Detecting meteor scatter pings from GRAVES during the Perseids

GRAVES is a French space surveillance radar that transmits with very high power at 143.050MHz. It is easy to receive it from neighbouring countries via meteor scatter. During this year’s Perseids meteor shower I did a recording of GRAVES and the 2m Amateur band for later analysis. The recording was done at 08:56 UTC of Saturday 12th August and it is about 1 hour and 34 minutes long. Here I present an algorithm to detect and extract the meteor scatter pings from GRAVES.

The receiving setup was a 3 element Arrow yagi antenna for 144MHz and a LimeSDR. The LimeSDR was connected directly to the antenna with 1m of RG-58 coaxial cable. The antenna was mounted on a camera tripod on top of my car and aimed approximately to the direction of GRAVES, with an elevation of around 20º. See the picture below.

Meteor scatter reception

The location was my usual portable location for VHF work, at the countryside just outside Tres Cantos, Madrid.

The LimeSDR was set to a sample rate of 4Msps, with an LNA gain of 20dB and TIA and PGA gains of 0dB. GNU Radio, gr-osmosdr and SoapySDR were used to record the samples to a file as 64bit floating point complex numbers.

For the study of GRAVES pings, GNU Radio was then used to channelize 4kHz of spectrum centred on the GRAVES frequency of 143.050MHz.
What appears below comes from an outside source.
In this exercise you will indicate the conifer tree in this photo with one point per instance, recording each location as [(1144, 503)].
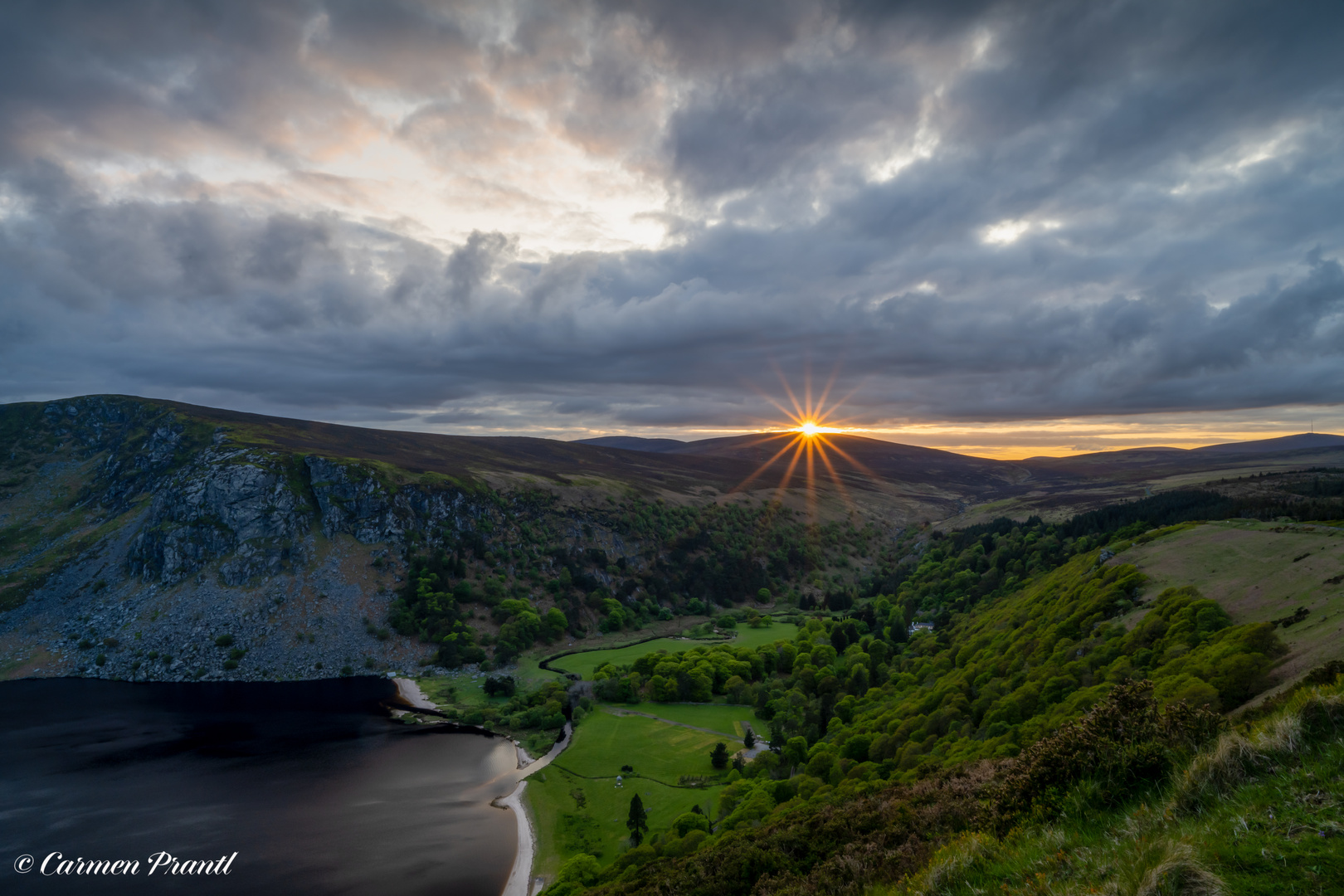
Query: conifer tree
[(639, 820)]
This produced the file graves.c64 (172MB). The complete recording of 4MHz of spectrum is 169GB, so I will not upload it. If someone is interested in this recording, please contact me.

The graves.c64 data was then processed with the Python script waterfall_graves.py to produce waterfall data (power spectral density versus time). The ping detection algorithm implemented in this Jupyter notebook uses this waterfall data to detect the pings and extract small waterfalls containing them.

After running the Jupyter notebook, we get a total of 111 pings, corresponding to an average rate of 71 pings per hour. The waterfall of each ping is saved to a PNG file. We can use montage from ImageMagick to prepare an image with all the pings:

montage ping_* -background black -geometry +1+0 pings.png

The image can be seen here (3MB). Some of the more interesting pings are shown below. In some of them it is possible to see the beam changes.

In a future post I will look at the Amateur transmissions received by meteor scatter in the same recording.

3 comments

    1. Hi Armand,

      Aiming with an elevation of around 15º is typical in meteor scatter communications. This is done to aim to the volume of the sky where scattering is produced.